Legislators in Colorado, historically a major coal state, have passed more than 50 climate-related laws since 2019. The liquor store in the farming town of Morris, Minn., cools its beer with solar power. Voters in Athens, Ohio, imposed a carbon fee on themselves. Citizens in Fairfax County, Va., teamed up for a year and a half to produce a 214-page climate action plan.

Across the country, communities and states are accelerating their efforts to fight climate change as action stalls on the national level. This week, the Supreme Court curtailed the Environmental Protection Agency’s authority to limit greenhouse gas emissions from power plants, one of the biggest sources of planet-warming pollution — the latest example of how the Biden administration’s climate tools are getting chipped away.

During the Trump administration, which aggressively weakened environmental and climate protections, local efforts gained importance. Now, experts say, local action is even more critical for the United States — which is second only to China in emissions — to have a chance at helping the world avert the worst effects of global warming.

This patchwork approach is no substitute for a coordinated national strategy. Local governments have limited reach, authority and funding.
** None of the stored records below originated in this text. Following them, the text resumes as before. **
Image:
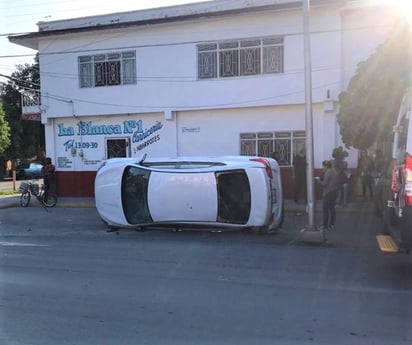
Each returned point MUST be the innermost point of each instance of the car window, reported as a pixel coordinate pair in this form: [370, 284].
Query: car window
[181, 165]
[234, 197]
[135, 183]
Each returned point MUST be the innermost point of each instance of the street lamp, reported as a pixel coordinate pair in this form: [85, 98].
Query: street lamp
[311, 233]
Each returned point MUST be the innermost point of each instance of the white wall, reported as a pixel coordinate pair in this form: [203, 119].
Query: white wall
[209, 114]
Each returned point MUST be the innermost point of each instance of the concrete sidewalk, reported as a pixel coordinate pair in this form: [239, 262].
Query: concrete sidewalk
[7, 201]
[357, 206]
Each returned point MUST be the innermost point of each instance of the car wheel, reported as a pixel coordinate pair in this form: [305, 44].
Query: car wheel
[51, 200]
[25, 199]
[405, 225]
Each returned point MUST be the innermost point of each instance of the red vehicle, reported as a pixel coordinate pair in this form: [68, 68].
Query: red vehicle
[393, 196]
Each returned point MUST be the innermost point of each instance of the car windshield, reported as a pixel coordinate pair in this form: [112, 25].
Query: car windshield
[134, 195]
[234, 197]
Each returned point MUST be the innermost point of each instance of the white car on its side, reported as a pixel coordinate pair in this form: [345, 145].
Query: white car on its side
[231, 191]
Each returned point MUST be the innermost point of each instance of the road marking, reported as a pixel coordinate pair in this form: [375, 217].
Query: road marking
[21, 244]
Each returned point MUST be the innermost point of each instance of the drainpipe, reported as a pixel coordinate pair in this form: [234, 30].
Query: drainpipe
[311, 233]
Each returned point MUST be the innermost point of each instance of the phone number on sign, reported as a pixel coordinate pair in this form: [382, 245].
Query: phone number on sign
[68, 145]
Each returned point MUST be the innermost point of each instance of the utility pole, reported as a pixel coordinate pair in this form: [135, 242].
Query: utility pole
[311, 233]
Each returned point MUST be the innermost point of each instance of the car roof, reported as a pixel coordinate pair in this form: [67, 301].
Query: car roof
[193, 162]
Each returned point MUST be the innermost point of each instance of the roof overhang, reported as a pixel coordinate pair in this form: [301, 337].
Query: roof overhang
[155, 16]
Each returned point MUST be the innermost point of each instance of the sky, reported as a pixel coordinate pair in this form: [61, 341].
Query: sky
[21, 16]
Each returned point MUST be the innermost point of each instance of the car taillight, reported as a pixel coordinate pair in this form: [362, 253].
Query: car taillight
[265, 163]
[408, 180]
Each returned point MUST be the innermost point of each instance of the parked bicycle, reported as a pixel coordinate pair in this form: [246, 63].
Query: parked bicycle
[27, 189]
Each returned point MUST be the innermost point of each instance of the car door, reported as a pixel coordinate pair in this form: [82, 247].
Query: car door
[183, 197]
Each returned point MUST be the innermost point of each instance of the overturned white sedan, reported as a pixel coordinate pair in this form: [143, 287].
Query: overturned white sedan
[232, 191]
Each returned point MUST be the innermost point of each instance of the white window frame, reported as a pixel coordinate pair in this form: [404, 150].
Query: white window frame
[283, 145]
[247, 57]
[108, 69]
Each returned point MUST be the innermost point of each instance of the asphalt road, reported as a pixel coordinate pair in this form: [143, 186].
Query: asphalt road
[65, 280]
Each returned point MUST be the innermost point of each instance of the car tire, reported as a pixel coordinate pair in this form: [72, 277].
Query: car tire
[405, 227]
[51, 201]
[25, 199]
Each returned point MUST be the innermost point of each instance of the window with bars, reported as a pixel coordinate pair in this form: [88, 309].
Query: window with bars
[281, 145]
[240, 58]
[107, 69]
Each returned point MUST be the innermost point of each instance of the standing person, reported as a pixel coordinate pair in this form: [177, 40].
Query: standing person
[49, 177]
[366, 170]
[330, 192]
[299, 175]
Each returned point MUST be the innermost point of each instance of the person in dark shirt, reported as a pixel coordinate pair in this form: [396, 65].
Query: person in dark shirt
[49, 177]
[330, 186]
[299, 176]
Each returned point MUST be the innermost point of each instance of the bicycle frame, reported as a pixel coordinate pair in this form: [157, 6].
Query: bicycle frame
[28, 189]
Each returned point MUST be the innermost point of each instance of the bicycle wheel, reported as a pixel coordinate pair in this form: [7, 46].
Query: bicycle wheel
[49, 201]
[25, 199]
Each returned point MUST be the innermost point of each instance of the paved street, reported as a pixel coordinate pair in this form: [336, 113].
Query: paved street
[66, 280]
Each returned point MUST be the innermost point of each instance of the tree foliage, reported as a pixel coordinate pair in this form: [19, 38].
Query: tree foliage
[26, 137]
[4, 132]
[368, 108]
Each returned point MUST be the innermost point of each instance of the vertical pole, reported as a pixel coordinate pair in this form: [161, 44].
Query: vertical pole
[310, 233]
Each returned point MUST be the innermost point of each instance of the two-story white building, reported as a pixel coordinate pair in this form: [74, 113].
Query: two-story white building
[220, 77]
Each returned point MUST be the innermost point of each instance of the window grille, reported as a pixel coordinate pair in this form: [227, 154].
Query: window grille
[281, 145]
[107, 69]
[240, 58]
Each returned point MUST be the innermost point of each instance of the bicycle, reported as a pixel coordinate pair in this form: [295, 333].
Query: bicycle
[27, 189]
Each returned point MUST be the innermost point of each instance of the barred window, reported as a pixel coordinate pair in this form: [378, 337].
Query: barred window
[107, 69]
[280, 145]
[240, 58]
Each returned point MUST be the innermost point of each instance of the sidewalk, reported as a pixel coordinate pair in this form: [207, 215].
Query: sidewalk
[7, 201]
[356, 206]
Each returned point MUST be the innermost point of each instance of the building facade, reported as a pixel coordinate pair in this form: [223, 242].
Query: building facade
[221, 77]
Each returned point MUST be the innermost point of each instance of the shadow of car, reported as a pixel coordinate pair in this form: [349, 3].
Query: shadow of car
[29, 171]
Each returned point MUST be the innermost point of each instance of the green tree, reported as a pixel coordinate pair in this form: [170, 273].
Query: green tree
[27, 137]
[368, 108]
[4, 132]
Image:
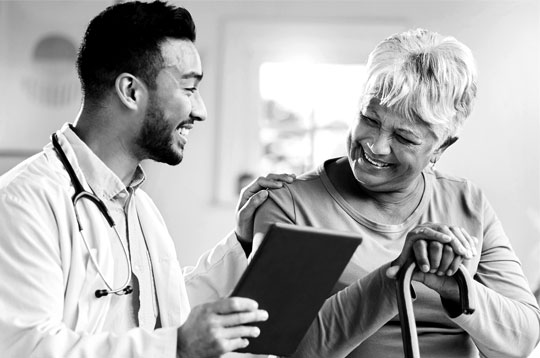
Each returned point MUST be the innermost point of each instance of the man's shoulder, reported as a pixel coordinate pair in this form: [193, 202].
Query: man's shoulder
[39, 173]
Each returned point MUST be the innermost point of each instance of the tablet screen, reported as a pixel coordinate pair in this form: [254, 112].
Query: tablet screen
[291, 275]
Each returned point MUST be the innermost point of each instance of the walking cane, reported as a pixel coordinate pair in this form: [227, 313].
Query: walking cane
[405, 307]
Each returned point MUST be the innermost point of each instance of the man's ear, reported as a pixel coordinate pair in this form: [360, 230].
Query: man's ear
[130, 90]
[439, 151]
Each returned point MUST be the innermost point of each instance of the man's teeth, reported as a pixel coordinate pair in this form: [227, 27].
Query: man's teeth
[374, 162]
[183, 131]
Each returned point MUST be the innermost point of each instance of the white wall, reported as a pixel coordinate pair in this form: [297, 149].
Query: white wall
[499, 148]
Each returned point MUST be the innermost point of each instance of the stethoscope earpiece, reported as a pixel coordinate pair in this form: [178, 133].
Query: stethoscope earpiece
[101, 293]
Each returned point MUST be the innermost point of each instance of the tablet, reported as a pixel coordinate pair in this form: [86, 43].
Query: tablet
[290, 276]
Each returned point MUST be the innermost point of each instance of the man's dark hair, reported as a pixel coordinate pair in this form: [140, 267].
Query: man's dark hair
[126, 37]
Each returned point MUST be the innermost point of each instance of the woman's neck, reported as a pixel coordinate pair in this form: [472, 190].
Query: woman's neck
[384, 207]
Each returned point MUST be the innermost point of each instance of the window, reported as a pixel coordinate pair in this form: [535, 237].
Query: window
[307, 109]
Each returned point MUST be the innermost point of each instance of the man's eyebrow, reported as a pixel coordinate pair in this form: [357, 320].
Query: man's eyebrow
[198, 76]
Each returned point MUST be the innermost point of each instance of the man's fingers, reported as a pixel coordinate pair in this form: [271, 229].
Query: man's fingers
[252, 203]
[473, 241]
[236, 343]
[446, 260]
[467, 247]
[421, 255]
[454, 265]
[287, 178]
[431, 234]
[240, 318]
[435, 250]
[234, 304]
[271, 181]
[240, 332]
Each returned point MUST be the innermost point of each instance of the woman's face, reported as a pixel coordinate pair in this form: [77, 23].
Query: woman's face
[386, 152]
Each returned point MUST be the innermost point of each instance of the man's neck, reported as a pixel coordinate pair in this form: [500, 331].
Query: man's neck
[109, 145]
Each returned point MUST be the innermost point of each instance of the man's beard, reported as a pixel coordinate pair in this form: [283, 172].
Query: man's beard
[155, 138]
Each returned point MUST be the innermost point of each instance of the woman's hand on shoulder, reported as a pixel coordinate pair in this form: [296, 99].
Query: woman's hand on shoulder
[438, 251]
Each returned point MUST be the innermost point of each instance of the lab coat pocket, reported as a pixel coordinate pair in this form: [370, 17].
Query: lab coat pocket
[91, 310]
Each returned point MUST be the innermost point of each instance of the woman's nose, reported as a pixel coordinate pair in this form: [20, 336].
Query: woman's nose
[380, 145]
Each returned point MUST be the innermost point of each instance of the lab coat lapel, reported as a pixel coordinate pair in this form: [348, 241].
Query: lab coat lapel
[169, 281]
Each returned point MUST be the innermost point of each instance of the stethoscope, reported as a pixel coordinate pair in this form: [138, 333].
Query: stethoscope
[79, 194]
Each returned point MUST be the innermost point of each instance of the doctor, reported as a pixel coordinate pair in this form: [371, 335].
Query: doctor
[87, 265]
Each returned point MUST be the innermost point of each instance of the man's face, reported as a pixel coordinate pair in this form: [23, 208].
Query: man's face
[386, 152]
[174, 105]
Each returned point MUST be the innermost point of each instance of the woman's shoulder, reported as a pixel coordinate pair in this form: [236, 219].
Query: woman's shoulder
[452, 184]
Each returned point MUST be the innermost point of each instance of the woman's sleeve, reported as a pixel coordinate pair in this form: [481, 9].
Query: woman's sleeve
[506, 322]
[351, 316]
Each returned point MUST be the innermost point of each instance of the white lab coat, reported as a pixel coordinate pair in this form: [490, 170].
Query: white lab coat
[47, 281]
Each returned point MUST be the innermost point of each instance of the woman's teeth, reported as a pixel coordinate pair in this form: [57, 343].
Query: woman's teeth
[374, 162]
[183, 131]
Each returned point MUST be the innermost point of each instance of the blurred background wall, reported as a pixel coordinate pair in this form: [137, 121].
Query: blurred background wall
[499, 148]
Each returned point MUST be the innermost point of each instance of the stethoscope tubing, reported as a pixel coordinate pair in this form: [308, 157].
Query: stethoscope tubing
[80, 194]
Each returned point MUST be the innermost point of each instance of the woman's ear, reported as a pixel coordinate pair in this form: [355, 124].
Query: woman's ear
[130, 90]
[439, 151]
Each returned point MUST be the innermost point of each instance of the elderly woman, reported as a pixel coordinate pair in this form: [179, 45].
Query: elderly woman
[419, 90]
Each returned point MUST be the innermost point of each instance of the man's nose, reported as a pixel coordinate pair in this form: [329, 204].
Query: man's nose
[198, 109]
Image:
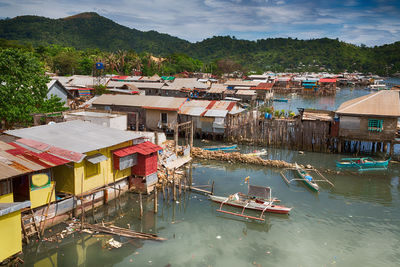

But as the legislative and regulatory options available in Washington, D.C., become increasingly constrained, “States are really critical to helping the country as a whole achieve our climate goals,” said Kyle Clark-Sutton, manager of the analysis team for the United States program at RMI, a clean energy think tank. “They have a real opportunity to lead. They have been leading.”

New York and Colorado, for example, are on track to reduce electricity-related emissions 80 percent or more by 2030, compared with 2005 levels, according to new state scorecards from RMI.

By removing partisan politics from community discussions about climate policy, it’s sometimes possible to reach a consensus that’s been difficult to achieve on a national level.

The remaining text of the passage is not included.